The Times found that some of the academy’s 15 branches are almost exclusively white and male. Caucasians currently make up 90% or more of every academy branch except actors, whose roster is 88% white. The academy’s executive branch is 98% white, as is its writers branch.
Men compose more than 90% of five branches, including cinematography and visual effects. Of the academy’s 43-member board of governors, six are women; public relations executive Cheryl Boone Isaacs is the sole person of color.
Well, it’s pretty hard to dole out the blanco salami in smaller portions when there’s so much of it.
NOT TO BE outdone, the New York Times published a fascinating story about the Academy Awards broadcast itself with specific regard to its declining ratings.
ABC estimated that this year’s Academy Awards broadcast, with two sparsely seen movies, “The Artist” and “The Iron Lady,” sweeping the top categories, drew about 39.3 million viewers, up 3.7 percent from last year. That’s about 13 percent of the United States population. Among adults 18 to 49, viewership was flat, at 14.9 million.
In the 1990s and shortly afterward, when populist movies like “Forrest Gump” and “Gladiator” won top prizes, the Oscars telecast routinely delivered about 45 million total viewers. The high point came in 1998, when the telecast delivered a peak audience of around 57.3 million.
Why it matters which movies won this year in terms of ratings, I don’t understand (I guess people saw Meryl Streep win again and were like, “Fuck this,” and switched the channel), particularly when several of the movies nominated for awards did fine at the box office.
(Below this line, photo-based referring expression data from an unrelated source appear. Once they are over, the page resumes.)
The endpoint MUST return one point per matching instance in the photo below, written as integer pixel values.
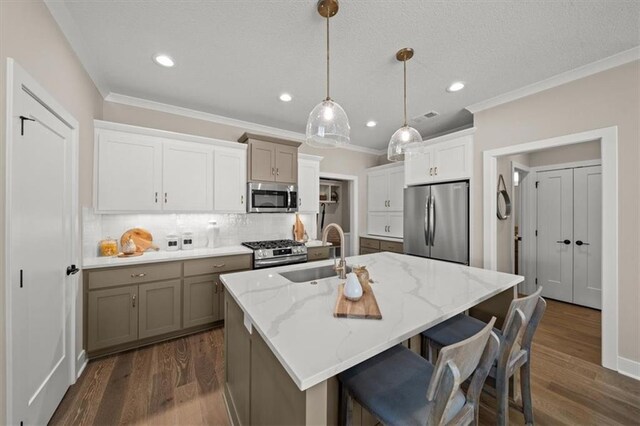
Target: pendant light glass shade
(328, 125)
(399, 141)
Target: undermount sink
(311, 274)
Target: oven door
(271, 198)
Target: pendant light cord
(405, 92)
(328, 98)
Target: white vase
(352, 288)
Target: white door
(129, 172)
(377, 190)
(452, 160)
(587, 231)
(396, 190)
(418, 166)
(377, 223)
(395, 226)
(40, 249)
(187, 176)
(555, 234)
(230, 180)
(308, 186)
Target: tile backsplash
(233, 229)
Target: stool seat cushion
(457, 329)
(393, 387)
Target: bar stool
(399, 387)
(516, 335)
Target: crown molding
(559, 79)
(219, 119)
(68, 26)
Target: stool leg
(525, 383)
(346, 407)
(502, 398)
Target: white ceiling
(235, 57)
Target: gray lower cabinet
(112, 317)
(159, 311)
(201, 303)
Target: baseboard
(629, 368)
(81, 363)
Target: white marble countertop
(162, 256)
(296, 319)
(380, 237)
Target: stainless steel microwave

Pretty sure that Harry Potter picture did OK. Wasn’t The Help out for the entire summer? Seemed that way. And people were practically knocking each other over to praise Midnight in Paris – so I presume at least half of those people actually saw the movie.
But, the Academy Awards just isn’t the powerhouse it used to be – they want the show to be on the level with the Super Bowl and what not, but it’s just not happening as they’ve seen their overall numbers slip after 1998, but can they really blame us, the viewers? That’s the year Shakespeare in Love beat Saving Private Ryan for Best Picture. I still can’t believe that happened. World War II vs a silly little period romantic comedy? I was particularly surprised it won since it’s star (the wonderful Gweneth Paltrow) didn’t earn a best actress nomination, but then, there was also the year during which LOTR: Return of the King beat Mystic River, and that was a much bigger disgrace, so… you know, you reap what you sow, as the saying goes.
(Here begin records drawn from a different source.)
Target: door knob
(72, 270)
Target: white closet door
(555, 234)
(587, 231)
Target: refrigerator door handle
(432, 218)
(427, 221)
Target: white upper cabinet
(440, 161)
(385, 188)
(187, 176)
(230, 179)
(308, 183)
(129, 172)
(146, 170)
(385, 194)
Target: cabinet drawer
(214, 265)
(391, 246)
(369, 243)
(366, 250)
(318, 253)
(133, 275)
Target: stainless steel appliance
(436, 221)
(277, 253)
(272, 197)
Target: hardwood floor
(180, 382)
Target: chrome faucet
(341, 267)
The Academy is also worried about their ratings with the younger audience, so of course, they ran out and hired Billy Crystal to host this year. Makes sense. I think this was his ninth time hosting… so yeah, I’ve seen his act before and didn’t really need to see it again.
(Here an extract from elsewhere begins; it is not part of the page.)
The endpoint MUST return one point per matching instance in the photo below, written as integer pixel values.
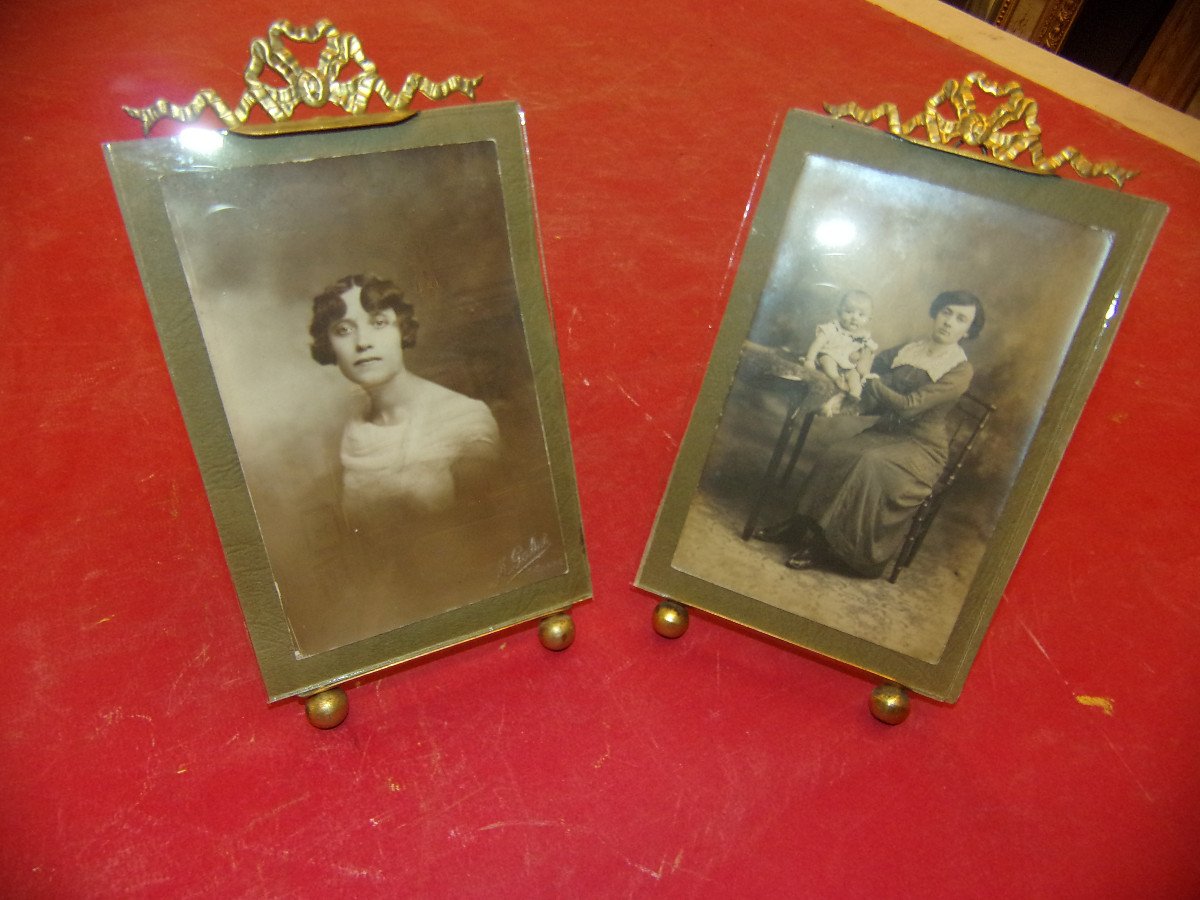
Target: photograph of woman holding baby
(856, 505)
(835, 444)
Speaking of things we didn’t see, what the hell happened to Best Song? I know the lazy bastards only got around to nominating 2 songs out of an eligible 30 or so, but there was no time to perform them, so we got a Cirque Du Soleil performance instead? What the shit is that? How acrobats flying around the theater is more relevant than hearing a live performance of “Am I a Man or a Muppet?” I will never understand.
The entire situation has become some strange illogical puzzle. You’ve got a deeply flawed awards show that runs too long, gives awards out seemingly at random (or laziness – as in, “I didn’t see all of the movies, but fuck it – just give it to Meryl Streep, she’s brilliant.”) and doesn’t always show things that have anything to do with movies while the movie industry itself continues to shat out (by and large) an inferior product. There are solutions to their problems, but I guess it’s hard to get around to implementing them when your organization’s median age is 62 and everyone wants to get to the early bird special at Sizzler.